There is no parallel in non-Muslim communities for this type of trust to which property or funds are given to serve the common welfare. Market forces economic theory cannot explain this phenomenon but even today, in this comparative Dark Age of the Muslim world, there is talk of waqf being able to sustain social welfare in modern Islamic societies.

Hajj, the pilgrimage to the Kabah in Mecca, like the other pillars of Islam, has both inner and outer aspects. It is a spiritual exercise of great difficulty, requiring spiritual preparation, concentration and sacrifice of material resources. It is so great an exercise that it is required only once in a Muslim’s life. It is also a great world gathering of Muslim individuals once a year, at which goods, information and ideas can be exchanged. It is a means of keeping all parts of the Muslim world in touch with each other.

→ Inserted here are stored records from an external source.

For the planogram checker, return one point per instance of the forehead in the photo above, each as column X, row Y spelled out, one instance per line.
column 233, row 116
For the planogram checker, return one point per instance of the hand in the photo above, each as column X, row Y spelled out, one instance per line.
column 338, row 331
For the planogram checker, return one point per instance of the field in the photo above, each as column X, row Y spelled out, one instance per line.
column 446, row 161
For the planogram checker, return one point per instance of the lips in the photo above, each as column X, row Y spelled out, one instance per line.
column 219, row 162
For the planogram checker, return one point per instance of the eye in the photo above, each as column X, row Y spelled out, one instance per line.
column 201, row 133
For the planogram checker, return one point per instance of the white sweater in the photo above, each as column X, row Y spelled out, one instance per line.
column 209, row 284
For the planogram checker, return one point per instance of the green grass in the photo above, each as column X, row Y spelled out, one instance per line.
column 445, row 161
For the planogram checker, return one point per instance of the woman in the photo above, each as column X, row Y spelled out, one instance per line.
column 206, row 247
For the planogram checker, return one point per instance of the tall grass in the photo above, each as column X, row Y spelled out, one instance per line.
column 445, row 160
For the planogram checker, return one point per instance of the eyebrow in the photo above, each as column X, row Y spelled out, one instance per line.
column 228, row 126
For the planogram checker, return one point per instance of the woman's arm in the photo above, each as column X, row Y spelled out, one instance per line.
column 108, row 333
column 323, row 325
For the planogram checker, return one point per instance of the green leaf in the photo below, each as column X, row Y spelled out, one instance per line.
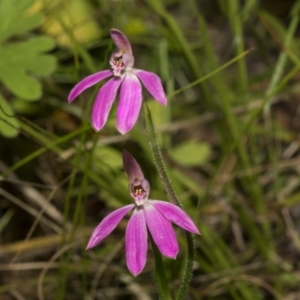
column 191, row 153
column 14, row 20
column 22, row 61
column 9, row 126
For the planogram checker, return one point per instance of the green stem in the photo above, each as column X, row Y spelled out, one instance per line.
column 160, row 276
column 159, row 163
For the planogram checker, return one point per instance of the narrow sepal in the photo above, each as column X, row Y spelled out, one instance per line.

The material and spiritual worlds

Islam is indeed a ‘middle way’. It is a bridge between that ‘spiritual religion’ which demands what is beyond the capability of most human beings and the world of the material, what the ‘spiritual’ see as the world controlled by the forces of evil. Islam teaches that, while we must spend our lives in a disciplined way and that we must observe the requirements of prayer and fasting, zakat and both inner faith and outward expressions of that faith, we can be confident that what is expected of us is not beyond our capabilities.

We can also be confident that the world is a beautiful creation which is to be cared for and enjoyed, not something evil from which we must retreat.

Islam is not a way of life for a tiny devoted spiritual elite. It is a way of life that anybody can follow.

Islam provides for both our inner spiritual needs and our needs for a decent and civilized life, free from fear of oppression, from fear of miserable poverty and from exploitation. Muslims can analyze and combat evil in the world without giving way to despair or to the notion that Satan is in control. God has provided us with the guidance which we are free to use if we wish to deal with this evil.

It is this dualism of Islamic spirituality which is its great strength. Militant materialism, whether the pagan humanism of the Renaissance, the search for the goddess Reason in the Enlightenment or the Dialectical Materialism of Marxism, has been a feature of western societies because of the ethereal, world-shunning nature of Pauline Christian spirituality. It has its complement in the Buddhist approaches of the east, where materialism, albeit to a lesser extent, has made a deep impact. The similarity of the Pauline Christian and Buddhist attitudes to spirituality explains to a large extent the popularity of that philosophy in post-Christian western societies. It is a spirituality with which those brought up in a western culture are comfortable.

The cost in human terms of this spiritual-secular dichotomy has been profound. Although western thinkers and west-worshippers in the Muslim countries argue that the separation of the religious and secular, the spiritual from the material, is evidence of a high stage of ‘human civilization’ it is a fact that even in the current Dark Age of the Muslim world, Islamic culture has been strong enough to resist the introduction of this mind-poisoning dichotomy into the popular consciousness.

The Islamic rebirth we are witnessing, in which Islam is being seen as the vehicle to overcome neo-colonialism, intellectual and military oppression, exploitation of the poor and social alienation, views life as a whole. There is no separation between the religious and the real in the Islamic world view and it is this profound ideological and cultural difference which many post-Christian Westerners find so hard to comprehend. It also explains the vibrant strength of Islam as we move into the 21st century of the Common Era.